About noon after and rest I food I unbolted the engine which took about an hour.
Then I took the main sheet off which is double blocked on both ends. I attached the main sheet lower block to the engine. After that I hoisted the main boom up high making a gen pole out of it. I lifted the engine out with the four part main sheet. I less than two hours she was setting on a piece of plywood that at had stowed under a bunk for just some emergency like this one. In about two more hours the clutch was apart and I knew what was needed. We went into the Marina and talked with, Casper, the owner and the parts were ordered and would be there on Monday when the supplier would be coming to Swansboro from Moorehead city.
I rented a slip for a few days not wanting to be in a crowded anchorage without and engine with boats sliding all over the place.
You would be surprised how many people with really fine boats don't know how to anchor. Some drop the anchor and then don't pull it in they just leave it laying on top the bottom. About one A.M. they are dragging all over the anchorage screaming hollering and blowing horns.
If You have an engine it's an easy matter to pull up your anchor and move. If you don't your going to be up fending off fifty thousand pounds of boat that wants to run over top of you.

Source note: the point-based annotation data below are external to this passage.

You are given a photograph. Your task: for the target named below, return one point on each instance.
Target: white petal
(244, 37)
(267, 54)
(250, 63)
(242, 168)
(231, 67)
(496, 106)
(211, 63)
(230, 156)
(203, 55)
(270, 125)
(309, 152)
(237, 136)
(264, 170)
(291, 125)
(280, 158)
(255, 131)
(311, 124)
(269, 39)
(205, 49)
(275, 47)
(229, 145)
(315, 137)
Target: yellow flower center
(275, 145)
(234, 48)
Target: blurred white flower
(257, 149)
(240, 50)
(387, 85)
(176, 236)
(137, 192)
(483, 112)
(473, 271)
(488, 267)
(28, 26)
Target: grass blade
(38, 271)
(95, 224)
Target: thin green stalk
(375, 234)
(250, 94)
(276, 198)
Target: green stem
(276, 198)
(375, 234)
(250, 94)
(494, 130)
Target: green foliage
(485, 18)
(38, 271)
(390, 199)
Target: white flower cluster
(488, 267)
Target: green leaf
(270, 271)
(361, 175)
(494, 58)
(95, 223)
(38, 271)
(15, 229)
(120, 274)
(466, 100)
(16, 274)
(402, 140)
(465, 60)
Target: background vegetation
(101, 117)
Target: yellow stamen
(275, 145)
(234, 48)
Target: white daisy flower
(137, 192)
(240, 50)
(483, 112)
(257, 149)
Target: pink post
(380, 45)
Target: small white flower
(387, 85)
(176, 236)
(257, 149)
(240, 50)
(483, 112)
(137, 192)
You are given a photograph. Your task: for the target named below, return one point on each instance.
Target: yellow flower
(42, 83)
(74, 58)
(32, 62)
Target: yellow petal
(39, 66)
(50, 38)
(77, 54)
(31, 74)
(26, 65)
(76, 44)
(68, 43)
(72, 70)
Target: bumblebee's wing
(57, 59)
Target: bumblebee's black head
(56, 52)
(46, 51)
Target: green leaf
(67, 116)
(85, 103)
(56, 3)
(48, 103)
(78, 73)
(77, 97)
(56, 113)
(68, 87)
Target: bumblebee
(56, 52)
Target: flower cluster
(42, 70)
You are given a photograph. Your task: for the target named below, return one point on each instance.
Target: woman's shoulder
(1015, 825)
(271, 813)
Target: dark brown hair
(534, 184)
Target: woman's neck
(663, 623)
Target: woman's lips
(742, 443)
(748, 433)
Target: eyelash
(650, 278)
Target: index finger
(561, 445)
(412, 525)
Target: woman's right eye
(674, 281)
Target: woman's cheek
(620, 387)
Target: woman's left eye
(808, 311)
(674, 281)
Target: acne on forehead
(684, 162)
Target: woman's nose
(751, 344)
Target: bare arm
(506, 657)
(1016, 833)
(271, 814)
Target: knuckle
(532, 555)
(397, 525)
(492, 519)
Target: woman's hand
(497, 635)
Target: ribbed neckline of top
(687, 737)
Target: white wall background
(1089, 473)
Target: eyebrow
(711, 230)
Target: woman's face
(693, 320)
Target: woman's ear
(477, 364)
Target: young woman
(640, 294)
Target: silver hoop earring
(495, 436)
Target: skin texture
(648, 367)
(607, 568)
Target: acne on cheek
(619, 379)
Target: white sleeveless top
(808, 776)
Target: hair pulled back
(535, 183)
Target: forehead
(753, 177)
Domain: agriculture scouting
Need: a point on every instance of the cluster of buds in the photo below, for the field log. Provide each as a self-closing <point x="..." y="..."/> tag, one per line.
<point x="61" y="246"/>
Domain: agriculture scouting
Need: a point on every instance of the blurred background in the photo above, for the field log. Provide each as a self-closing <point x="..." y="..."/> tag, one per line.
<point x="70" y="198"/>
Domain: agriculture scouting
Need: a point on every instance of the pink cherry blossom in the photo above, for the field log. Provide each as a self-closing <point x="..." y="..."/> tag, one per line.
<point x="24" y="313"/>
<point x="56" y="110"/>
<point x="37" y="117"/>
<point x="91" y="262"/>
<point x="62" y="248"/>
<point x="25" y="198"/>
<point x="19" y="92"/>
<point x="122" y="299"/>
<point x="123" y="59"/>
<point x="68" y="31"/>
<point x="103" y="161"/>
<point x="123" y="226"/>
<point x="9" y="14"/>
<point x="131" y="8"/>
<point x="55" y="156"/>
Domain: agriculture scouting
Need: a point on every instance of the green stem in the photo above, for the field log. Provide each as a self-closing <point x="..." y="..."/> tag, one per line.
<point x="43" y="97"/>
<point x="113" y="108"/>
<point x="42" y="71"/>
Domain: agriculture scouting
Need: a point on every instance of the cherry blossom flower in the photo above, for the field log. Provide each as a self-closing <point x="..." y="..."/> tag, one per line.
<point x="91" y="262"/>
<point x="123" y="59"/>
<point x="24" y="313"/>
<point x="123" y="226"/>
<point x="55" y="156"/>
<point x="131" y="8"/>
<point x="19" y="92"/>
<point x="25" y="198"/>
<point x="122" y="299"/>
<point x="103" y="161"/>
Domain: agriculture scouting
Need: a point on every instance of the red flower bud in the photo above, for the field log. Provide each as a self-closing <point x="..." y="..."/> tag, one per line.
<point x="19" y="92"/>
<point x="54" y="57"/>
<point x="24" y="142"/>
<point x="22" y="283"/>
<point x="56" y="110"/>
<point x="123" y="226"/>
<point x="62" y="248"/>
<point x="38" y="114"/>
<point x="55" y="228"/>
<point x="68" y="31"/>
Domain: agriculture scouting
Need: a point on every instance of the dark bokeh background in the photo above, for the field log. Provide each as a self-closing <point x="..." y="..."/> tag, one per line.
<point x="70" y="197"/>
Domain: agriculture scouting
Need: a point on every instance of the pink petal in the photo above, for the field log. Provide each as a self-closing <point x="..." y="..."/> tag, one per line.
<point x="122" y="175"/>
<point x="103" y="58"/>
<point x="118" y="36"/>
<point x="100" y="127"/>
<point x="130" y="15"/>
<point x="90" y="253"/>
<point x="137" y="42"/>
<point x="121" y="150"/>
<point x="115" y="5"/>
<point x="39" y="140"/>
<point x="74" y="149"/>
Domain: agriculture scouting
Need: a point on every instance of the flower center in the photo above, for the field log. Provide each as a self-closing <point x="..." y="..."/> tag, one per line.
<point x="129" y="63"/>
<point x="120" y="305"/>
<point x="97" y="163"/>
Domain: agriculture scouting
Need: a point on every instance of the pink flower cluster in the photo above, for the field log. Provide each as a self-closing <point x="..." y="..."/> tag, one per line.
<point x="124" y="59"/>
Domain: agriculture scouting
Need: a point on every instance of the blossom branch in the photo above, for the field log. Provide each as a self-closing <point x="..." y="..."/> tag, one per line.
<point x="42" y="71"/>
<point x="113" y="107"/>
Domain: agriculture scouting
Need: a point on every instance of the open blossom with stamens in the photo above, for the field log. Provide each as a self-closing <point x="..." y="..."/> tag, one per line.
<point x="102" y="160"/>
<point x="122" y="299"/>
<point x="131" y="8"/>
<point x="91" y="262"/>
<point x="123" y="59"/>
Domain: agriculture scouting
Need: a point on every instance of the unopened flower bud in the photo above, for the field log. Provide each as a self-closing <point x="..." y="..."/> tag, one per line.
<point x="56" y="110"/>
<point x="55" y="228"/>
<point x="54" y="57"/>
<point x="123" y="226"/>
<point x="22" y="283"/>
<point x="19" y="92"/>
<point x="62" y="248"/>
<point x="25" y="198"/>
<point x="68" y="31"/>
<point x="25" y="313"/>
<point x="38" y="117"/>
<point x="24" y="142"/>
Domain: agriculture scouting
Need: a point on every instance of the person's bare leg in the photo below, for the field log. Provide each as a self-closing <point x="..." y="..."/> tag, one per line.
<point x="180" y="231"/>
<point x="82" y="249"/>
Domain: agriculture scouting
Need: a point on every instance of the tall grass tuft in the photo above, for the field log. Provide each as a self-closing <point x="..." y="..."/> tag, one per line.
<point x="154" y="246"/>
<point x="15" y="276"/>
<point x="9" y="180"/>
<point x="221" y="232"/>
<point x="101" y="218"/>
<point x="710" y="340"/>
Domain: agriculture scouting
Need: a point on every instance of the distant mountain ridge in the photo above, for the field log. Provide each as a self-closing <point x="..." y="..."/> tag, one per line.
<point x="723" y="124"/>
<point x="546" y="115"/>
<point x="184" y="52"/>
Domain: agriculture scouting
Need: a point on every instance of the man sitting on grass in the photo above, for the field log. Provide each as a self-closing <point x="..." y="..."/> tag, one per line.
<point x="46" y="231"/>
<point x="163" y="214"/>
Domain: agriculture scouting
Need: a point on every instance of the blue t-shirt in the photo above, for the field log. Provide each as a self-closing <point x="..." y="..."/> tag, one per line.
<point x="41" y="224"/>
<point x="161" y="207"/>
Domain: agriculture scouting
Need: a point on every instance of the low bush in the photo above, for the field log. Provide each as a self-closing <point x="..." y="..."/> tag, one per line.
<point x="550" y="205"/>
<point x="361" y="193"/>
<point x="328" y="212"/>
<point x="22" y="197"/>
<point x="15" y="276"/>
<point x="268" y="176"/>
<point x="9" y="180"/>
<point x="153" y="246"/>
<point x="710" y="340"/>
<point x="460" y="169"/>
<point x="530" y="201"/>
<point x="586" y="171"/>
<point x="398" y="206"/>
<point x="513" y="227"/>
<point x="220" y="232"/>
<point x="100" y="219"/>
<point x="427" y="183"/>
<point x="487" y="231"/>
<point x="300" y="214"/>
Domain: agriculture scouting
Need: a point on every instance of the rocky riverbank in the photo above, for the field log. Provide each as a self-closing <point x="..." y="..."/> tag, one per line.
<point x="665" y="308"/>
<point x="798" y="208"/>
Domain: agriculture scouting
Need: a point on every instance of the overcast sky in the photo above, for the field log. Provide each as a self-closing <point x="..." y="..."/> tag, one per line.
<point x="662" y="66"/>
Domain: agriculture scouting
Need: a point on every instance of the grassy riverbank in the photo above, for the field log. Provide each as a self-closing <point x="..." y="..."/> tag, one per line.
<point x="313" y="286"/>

If you don't and you stay where you are you might as well be married the the guy because you are going to be all over top of each other.
About sundown with the breeze falling light I went in and tied a rope from the forward outside piling to the dock that we would be laying along side. The idea being that if we suddenly got a sail full of wind and came shooting in like a bullet we would either break the rope, pull out the piling or stop our boat. I had a line around an aft cleat and we sailed in under foresail alone. As we came to the end of the dock and dropped the sail. We eased into the slip at about a half knot. I went around the piling with my aft line and brought Wolftrap to a stop. Folks walk down to Casper's Dock about sundown so we had a pretty good audience to either be boat handlers or fools. They took our lines and we got a hand of applause.
An awful lot of the confidence of doing this is a result of Phil Bolsters sail laceing on the mast. It never hangs it always come down quickly and freely and I just can't sing it's praises enough. The other thing is the Top yard is just heavy enough to drop the sail quickly. That is of course if you keep the gaff level while it drops. Let the peak or the throat get ahead and it's like having breaks on it.